The letter alleges NDS will allow LGBT people to terrify and harass and file frivolous lawsuits. Experience with state employment non-discrimination laws has shown this argument to be false. There has simply been no notable increase in litigation in states that have enacted LGBT non-discrimination laws. In fact, the rate remains similar to gender and race claims.

The lengthy argument that these NDS statutes crumble the presumption of innocence in our law rings hollow. If a person of color, sex, disability, religion or other national origin alleges a wrong against one of our local businesses because of their status, they have to show a prima facie case that this is true. Then and only then, the defendant has to show this was not the case. If no prima facie case is shown, the defendant can have the case dismissed. The arguments were used when women, people of color, people of disability, etc. sought rights and protections and those trains have long left the station.

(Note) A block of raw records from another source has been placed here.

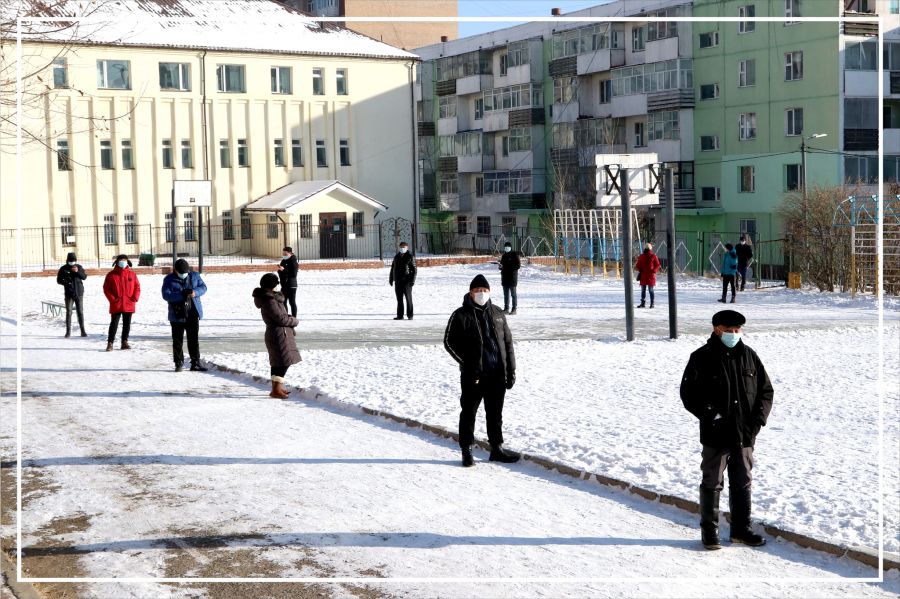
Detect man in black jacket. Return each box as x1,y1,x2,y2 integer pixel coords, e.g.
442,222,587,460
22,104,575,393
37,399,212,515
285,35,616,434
389,241,416,320
498,242,521,314
56,252,87,337
277,246,299,317
735,235,753,291
680,309,774,550
444,274,518,467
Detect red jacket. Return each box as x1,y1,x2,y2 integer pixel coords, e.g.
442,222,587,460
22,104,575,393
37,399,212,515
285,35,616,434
635,250,661,286
103,266,141,314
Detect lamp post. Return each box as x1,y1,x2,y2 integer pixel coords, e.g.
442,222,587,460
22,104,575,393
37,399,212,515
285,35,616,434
799,133,827,281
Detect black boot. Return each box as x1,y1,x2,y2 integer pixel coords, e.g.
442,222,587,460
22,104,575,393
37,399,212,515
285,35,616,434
729,487,766,546
489,444,520,463
190,360,208,372
717,297,726,303
637,301,646,308
699,487,722,550
175,363,183,372
649,301,654,309
461,446,474,467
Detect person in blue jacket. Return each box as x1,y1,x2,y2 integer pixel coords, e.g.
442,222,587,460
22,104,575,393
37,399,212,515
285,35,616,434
719,244,738,304
162,258,208,372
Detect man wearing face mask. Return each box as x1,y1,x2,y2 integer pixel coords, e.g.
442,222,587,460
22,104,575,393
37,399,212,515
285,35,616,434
680,310,774,551
498,242,520,314
389,241,416,320
161,258,208,372
277,246,299,317
56,251,87,337
444,274,518,467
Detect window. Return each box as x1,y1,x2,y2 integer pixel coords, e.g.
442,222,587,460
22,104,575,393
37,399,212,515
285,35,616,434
738,5,755,34
844,155,877,184
784,52,803,81
502,217,516,235
220,139,231,168
312,67,324,95
483,170,533,195
611,59,693,96
884,42,900,71
60,215,74,245
436,49,493,80
440,173,458,195
267,214,278,239
634,122,645,147
177,139,191,169
439,96,457,119
241,210,252,239
632,26,645,52
456,215,468,234
271,66,292,94
216,64,246,92
699,31,719,48
274,139,284,167
647,111,679,141
845,98,878,129
159,62,190,91
700,135,719,151
53,58,68,88
892,0,899,14
785,108,803,136
845,41,876,71
352,212,364,237
507,41,529,68
739,113,757,140
553,77,577,104
700,83,719,100
336,68,348,95
291,138,303,166
339,139,350,166
299,214,313,238
501,136,509,157
165,212,175,242
477,216,491,236
599,80,611,104
884,155,900,182
738,59,756,87
785,0,801,23
647,7,680,41
664,161,694,190
508,127,531,152
124,213,136,244
100,140,113,169
499,53,508,75
237,138,248,167
701,187,720,202
104,214,117,245
56,139,71,171
97,59,130,89
162,139,173,169
785,163,803,191
121,139,133,169
184,211,195,242
474,98,484,120
222,210,234,240
475,176,484,197
482,83,543,113
739,165,755,192
316,139,327,167
740,219,758,240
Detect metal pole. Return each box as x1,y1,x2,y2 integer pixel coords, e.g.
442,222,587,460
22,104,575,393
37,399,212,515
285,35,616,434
665,168,678,339
198,207,204,274
171,188,177,266
40,227,46,271
94,225,100,269
621,168,634,342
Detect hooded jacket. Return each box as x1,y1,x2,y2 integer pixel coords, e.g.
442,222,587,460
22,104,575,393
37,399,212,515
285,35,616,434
444,294,515,382
103,265,140,314
635,250,661,286
389,251,417,286
721,249,738,276
57,260,87,297
499,250,521,287
252,287,301,368
161,271,207,322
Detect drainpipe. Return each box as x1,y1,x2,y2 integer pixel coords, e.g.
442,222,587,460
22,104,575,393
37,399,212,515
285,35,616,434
278,213,290,251
200,50,210,269
408,60,419,255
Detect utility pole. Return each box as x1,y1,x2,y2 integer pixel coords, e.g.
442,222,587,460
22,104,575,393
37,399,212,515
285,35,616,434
621,169,634,342
664,167,677,339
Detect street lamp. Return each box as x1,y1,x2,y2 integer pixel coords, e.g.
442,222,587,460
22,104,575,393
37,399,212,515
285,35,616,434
800,133,828,202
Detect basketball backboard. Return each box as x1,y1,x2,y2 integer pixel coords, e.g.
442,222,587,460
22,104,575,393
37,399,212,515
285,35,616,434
595,153,660,207
173,180,212,207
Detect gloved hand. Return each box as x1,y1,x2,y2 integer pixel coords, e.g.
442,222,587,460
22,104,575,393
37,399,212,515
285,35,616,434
506,372,516,390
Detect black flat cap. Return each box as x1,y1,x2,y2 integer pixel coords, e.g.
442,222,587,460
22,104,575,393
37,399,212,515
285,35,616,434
712,310,746,327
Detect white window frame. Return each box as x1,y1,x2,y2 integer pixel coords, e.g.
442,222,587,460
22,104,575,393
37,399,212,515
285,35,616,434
222,210,235,241
312,67,324,95
738,5,756,34
339,139,350,166
739,112,757,140
100,140,113,169
738,59,756,87
161,139,173,169
785,163,803,191
632,26,646,52
184,211,196,242
599,79,611,104
103,214,118,245
274,139,285,167
700,83,719,100
219,139,231,168
316,139,327,167
53,57,68,88
700,135,719,151
634,122,645,147
291,138,303,167
181,139,192,169
97,59,130,89
784,51,803,81
699,31,719,48
124,213,137,244
336,68,348,95
739,165,755,192
785,107,803,136
237,138,249,167
216,64,246,93
785,0,801,24
159,62,190,91
701,187,721,202
271,66,292,94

It’s likely the author is a religious white male citizen of the U.S. and does not need NDS. It is obvious the author does not want another encroachment against his libertarian/religious sense of order in this forever changing world. There are, however, no consistent, principled libertarian distinctions between “good” anti-discrimination laws that protect racial or religious minorities and women and “bad” laws that protect gay and transgender people. If civil rights laws unconstitutionally restrict individual freedom to discriminate, they restrict it regardless of the group they seek to protect. If religious freedom includes a right to discriminate against gay people, why, for example, doesn’t it include a right to discriminate against women? Why shouldn’t an employer who deems it sinful or a violation of some divine order for women to work outside the home or in traditionally male jobs have the same First Amendment right to discriminate as an employer who considers homosexuality a sin?

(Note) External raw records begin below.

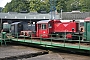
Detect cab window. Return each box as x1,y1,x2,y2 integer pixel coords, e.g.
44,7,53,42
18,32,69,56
42,24,46,29
38,24,41,29
48,23,52,28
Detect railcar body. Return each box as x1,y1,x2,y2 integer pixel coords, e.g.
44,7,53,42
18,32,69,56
36,19,80,39
11,22,23,36
11,22,36,37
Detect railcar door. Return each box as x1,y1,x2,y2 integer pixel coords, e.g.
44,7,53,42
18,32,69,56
18,23,23,35
11,24,15,35
37,24,48,38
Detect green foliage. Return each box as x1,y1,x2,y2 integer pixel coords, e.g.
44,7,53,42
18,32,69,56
2,0,29,12
2,0,90,13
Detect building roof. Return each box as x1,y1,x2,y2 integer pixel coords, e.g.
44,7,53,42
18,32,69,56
0,12,60,20
0,12,90,21
61,12,90,20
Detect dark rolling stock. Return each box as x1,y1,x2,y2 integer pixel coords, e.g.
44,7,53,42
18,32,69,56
10,22,36,37
10,22,23,36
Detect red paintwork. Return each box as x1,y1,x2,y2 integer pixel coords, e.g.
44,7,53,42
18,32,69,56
36,19,79,38
48,20,61,33
36,23,49,38
53,21,78,32
49,20,78,33
66,34,72,39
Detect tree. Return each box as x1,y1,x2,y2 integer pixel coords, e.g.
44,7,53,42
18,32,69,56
38,0,50,13
79,0,90,12
56,0,67,12
2,0,90,13
29,0,50,13
2,0,29,13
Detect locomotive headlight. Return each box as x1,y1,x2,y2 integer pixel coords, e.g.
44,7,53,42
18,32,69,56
43,31,45,33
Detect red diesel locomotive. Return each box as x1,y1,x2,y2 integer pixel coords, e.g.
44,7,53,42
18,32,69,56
36,19,80,39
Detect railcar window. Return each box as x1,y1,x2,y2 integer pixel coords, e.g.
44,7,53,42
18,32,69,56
18,24,22,27
11,25,14,31
38,24,41,29
48,23,52,28
42,24,46,29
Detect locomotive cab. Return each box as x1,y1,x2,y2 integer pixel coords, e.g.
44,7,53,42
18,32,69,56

If there’s nothing special about protecting women and racial minorities from discrimination, then there’s nothing special about protecting gay people. Enacting the particular NDS that you rail against would not extend any different equality rights than those already well established for these other groups. Everyone should be treated the same as neutrality offends no one but protects everyone.

The walls that divide us are crumbling, Mr. Hale, and the direction of this train is toward justice for all. All aboard … we’ll save a seat for you.